2. Bank Finance often requires additional collateral in the form of mortgage whereas Factoring normally does not. It is the quality of receivables and the buyer profile that are the key concerns. Hence, small SMEs with good buyers but no collateral to place may find factoring very useful.
3. Unlike bank funding, factoring is not a loan- it is an advance against receivables. Hence, a factoring facility while providing liquidity does not add to the debt of the company. SMEs with fully used bank funding and well leveraged may look at factoring as a viable option.

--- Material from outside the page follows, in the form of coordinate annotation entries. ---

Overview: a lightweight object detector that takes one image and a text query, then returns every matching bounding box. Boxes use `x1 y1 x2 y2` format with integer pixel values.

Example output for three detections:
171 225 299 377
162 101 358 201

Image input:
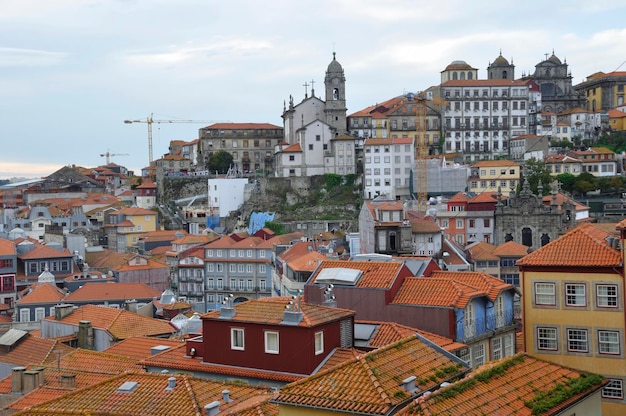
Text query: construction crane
414 92 448 213
100 150 130 165
124 113 229 166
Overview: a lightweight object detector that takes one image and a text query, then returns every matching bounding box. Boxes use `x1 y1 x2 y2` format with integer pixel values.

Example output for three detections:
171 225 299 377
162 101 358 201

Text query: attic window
117 381 139 394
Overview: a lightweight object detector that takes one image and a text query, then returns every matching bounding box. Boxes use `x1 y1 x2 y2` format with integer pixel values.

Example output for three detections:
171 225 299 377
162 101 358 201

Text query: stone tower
494 179 576 249
324 52 348 136
487 51 515 80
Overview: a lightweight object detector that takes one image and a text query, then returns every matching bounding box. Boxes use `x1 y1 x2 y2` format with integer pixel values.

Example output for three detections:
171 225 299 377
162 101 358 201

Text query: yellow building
517 220 626 416
106 208 157 253
468 160 521 196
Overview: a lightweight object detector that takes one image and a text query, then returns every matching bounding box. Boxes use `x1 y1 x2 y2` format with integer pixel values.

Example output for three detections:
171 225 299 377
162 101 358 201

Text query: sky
0 0 626 179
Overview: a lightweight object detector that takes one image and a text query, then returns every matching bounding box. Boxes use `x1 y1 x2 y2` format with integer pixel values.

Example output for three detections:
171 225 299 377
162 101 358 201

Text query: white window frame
537 326 559 351
598 329 622 355
313 331 324 355
602 378 624 400
565 283 587 308
534 282 556 306
263 331 280 354
230 328 246 351
565 328 589 354
596 283 619 309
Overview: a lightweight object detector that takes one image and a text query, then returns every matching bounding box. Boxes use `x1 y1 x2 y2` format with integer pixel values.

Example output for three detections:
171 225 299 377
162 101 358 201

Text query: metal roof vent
165 377 176 390
117 381 139 394
204 400 220 416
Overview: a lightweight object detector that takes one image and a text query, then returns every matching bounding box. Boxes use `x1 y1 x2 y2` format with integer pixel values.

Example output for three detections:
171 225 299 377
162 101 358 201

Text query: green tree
556 173 576 194
523 157 552 195
207 150 233 173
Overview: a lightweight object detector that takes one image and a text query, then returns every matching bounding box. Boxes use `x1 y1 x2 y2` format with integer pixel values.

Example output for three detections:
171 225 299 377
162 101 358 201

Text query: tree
556 173 576 194
523 157 552 196
207 150 233 173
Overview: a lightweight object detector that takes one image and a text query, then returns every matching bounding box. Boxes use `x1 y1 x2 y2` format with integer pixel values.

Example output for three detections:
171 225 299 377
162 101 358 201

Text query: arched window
522 227 533 247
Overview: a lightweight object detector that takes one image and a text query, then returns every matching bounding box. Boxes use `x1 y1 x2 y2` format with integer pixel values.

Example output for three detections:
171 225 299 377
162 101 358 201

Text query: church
274 52 356 177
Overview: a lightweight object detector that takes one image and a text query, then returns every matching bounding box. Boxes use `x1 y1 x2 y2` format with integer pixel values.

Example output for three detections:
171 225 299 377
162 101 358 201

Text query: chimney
22 370 40 394
222 390 233 403
402 376 417 394
61 374 76 389
165 377 176 390
124 299 137 313
78 321 93 350
54 303 74 321
11 366 26 393
204 400 220 416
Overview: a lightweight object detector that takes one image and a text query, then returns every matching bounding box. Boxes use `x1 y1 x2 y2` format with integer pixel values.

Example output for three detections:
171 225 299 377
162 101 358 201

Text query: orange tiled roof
517 224 622 267
401 355 606 416
65 282 161 303
44 305 176 340
18 373 271 416
140 345 306 383
0 335 72 366
392 277 486 308
15 282 67 306
431 270 515 301
202 296 354 327
272 335 467 414
493 241 528 257
104 337 184 360
310 260 405 289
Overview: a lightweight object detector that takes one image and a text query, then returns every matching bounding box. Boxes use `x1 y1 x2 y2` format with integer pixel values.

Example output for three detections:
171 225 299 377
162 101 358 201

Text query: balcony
456 310 517 344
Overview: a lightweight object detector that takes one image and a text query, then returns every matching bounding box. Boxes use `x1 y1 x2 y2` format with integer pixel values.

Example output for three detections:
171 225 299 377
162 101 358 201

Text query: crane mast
124 113 229 166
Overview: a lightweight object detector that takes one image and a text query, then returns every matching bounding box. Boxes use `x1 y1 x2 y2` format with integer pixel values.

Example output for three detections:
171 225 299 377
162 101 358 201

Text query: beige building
468 160 521 196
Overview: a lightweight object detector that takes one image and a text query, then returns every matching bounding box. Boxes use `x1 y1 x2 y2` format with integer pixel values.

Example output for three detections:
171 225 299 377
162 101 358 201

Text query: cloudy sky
0 0 626 178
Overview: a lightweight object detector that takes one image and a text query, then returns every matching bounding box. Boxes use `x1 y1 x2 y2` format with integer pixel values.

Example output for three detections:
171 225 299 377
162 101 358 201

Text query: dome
445 61 473 71
159 289 176 305
491 54 509 66
548 52 561 65
326 52 343 74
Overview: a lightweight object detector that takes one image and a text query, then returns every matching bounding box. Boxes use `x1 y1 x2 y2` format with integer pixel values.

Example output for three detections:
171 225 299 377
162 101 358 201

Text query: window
567 329 589 352
596 285 617 308
602 378 624 400
535 283 556 306
565 283 587 306
491 338 502 360
230 328 244 351
537 328 558 351
598 331 621 355
265 331 278 354
473 344 485 367
315 331 324 355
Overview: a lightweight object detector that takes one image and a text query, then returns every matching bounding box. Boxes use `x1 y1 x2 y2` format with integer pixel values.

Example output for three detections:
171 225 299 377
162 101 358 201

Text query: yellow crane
415 92 448 213
100 150 130 165
124 113 229 166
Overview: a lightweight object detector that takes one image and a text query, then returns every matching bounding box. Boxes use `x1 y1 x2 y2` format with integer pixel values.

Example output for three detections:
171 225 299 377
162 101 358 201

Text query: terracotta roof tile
272 336 467 414
517 224 621 267
44 305 176 340
104 337 184 360
431 271 515 301
16 373 271 416
310 260 406 289
140 345 306 383
392 277 486 308
202 296 354 327
65 282 161 303
408 355 606 416
15 282 67 306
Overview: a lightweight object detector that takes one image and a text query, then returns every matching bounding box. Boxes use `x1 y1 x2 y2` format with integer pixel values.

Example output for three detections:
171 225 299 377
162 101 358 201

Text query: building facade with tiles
518 221 626 416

4. Bank finance is a funding only facility while Factoring offers collection services wherein the factor will collect on your behalf and also maintain the sales ledger leaving you to focus on your core activity.
Clearly, used smartly, Factoring offers several benefits for growing SMEs with increasing funding requirements but relatively weaker balance sheets and little collateral to pledge but relationship with good buyers. In fact, it is most common to avail both bank finance and factoring together with debtors segregated. It must be pointed that double financing is not permitted and the same receivable cannot be used for availing finance from both a factoring company and a bank.
How to get started
Since factoring is focused on receivables, it is important for SMEs to discuss factoring with their buyers at the time of the purchase order contract. Convincing the buyer to agree to pay directly to the factor is often a challenge worth accepting for the growth of your company. Proper transaction documents like Purchase orders/invoices/ lorry receipt help in availing a sanction quickly. Well maintained ledgers are important -Factors will scrutinize your sales ledger and look for payment records/rejections/cheque returns etc. There are many intermediaries who can help you to put together an application. Bibby Financial Services India, SBI Global Factors, IFCI factors, India factors, Can bank Factors are the major factoring companies apart from HSBC and Standard chartered bank who have factoring divisions as well.
Conclusion
SMEs should choose the most appropriate funding options depending upon their need at that stage of their growth. Factoring – a relatively lesser known and under-utilized product is well suited for fast growing SMEs. An alternative source of flexible and non-collateralized funding option is very useful for SMEs. While factoring may be costlier than bank finance, the benefits may outweigh the cost. A factoring legislation is pending for clearance by the Indian parliament and has the potential to provide a major thrust to this product.